Değerli hazırun, bu millet Sakarya önlerinde, tarih ve talih sarkacında var olma mücadelesi verirken kendisini Orta Asya bozkırlarına gönderme planları yapanlara da okkalı bir şamar indirmişti ve hiç şüphe yok ki istiklal mücadelesiyle başlattığı var olma çabasını cumhuriyetle taçlandırmıştı. Bunca yıl geldi ve geçti ama büyük büyük laflara rağmen birileri maalesef bu cumhuriyeti demokrasiyle taçlandıramadı ama ona muarızlık yapma konusunda ellerine geçen her fırsatı da ganimet bildiler. Kimi zaman "hezimet" dedikleri Lozan'la, kimi zaman Montrö'yle, kimi zaman kurucu değerlerimizle hep bir mücadele içinde oldular. Bu milletin kökü çok derinlerdedir. Maden kazar gibi "Oralardan eksik gedik bir şeyler bulacağız." diyerek bizi besleyen bu damarları kesme çabasında olanlara "Bir damarı kesseniz elden ne gelir? Elbet bir başkası alttan sürgün gelir." diyorum. Unutulmamalıdır ki millî egemenliğin gerek şartı cumhuriyet, yeter şartı demokrasidir; biri eksik olunca sistem çıkarcı zümrelerin eline geçer.

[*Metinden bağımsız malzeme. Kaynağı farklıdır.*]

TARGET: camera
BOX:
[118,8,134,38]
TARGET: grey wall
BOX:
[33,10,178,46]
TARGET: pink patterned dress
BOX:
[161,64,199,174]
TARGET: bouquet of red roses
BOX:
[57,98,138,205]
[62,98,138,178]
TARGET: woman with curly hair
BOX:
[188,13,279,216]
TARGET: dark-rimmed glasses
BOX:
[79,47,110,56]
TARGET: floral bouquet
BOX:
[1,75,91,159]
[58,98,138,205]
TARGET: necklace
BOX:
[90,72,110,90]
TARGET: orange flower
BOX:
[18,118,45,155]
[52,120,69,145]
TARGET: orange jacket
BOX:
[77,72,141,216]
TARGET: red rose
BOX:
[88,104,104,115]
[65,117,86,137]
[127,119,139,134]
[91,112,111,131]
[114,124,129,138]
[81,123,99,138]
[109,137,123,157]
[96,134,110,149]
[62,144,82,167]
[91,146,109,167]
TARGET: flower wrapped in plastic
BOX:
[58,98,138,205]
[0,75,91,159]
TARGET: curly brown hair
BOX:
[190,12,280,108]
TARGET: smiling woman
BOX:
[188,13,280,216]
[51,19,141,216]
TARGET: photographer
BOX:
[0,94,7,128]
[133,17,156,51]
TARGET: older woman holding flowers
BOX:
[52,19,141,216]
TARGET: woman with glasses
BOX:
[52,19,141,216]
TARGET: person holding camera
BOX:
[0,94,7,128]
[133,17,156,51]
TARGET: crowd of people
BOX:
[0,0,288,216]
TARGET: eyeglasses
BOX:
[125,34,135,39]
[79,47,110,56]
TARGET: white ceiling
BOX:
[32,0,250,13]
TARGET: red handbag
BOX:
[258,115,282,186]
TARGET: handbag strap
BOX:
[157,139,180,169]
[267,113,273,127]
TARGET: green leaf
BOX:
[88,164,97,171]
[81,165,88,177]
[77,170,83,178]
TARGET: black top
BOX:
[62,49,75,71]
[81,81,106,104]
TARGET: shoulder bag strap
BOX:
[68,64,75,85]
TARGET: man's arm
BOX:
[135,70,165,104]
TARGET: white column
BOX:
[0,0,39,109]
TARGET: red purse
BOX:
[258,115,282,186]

Değerli milletvekilleri, millî egemenliğimizin tescil ve ilan edildiği bu tarihî günde yeni anayasa ya da Anayasa değişiklikleriyle gündeme boca edilen tartışmalar hakkında da birkaç kelam etmek istiyorum. 16 Nisan 2017'de siyasi, ekonomik ve en önemlisi hukuki çöküşümüzün ete kemiğe büründürülüp aslında adına "Cumhurbaşkanlığı hükûmet sistemi" denilen başkanlık sisteminin 7'nci yıl dönümünü idrak ettik. 5 bin yıllık bir milletin, bin yıllık devlet geleneğinin 21'inci yüzyılda düşürüldüğü hâlipürmelal-ini son yedi yılda acı bir şekilde yaşıyoruz ki bunun en büyük sebebinin de söz konusu Anayasa değişikliği olduğunu biliyoruz. Ben buna "cumhuriyet tarihinin postmodern fetret dönemi" diyorum. Şimdi, bu da yetmezmiş gibi "Yepyeni bir anayasa yapalım." diyerek harekete geçildiğini görüyoruz. Esasen bunu ortaya atanların sadece kendi siyasi ikballerine yol verecek bir düzenlemeyi yapmaktan öte bir gayeleri olmadığını da biliyoruz lakin birilerini ikna etmek için pazarlıklar ve mavi boncuklu havuçları da ihmal etmeyeceklerdir. Kendi yaptıkları ve neredeyse üçte 2'sini kendilerinin değiştirdiği mevcut Anayasa'ya dahi uymayanların, yapacaklarını iddia ettikleri yeni anayasaya uyacaklarının garantisi nedir, bana söyler misiniz?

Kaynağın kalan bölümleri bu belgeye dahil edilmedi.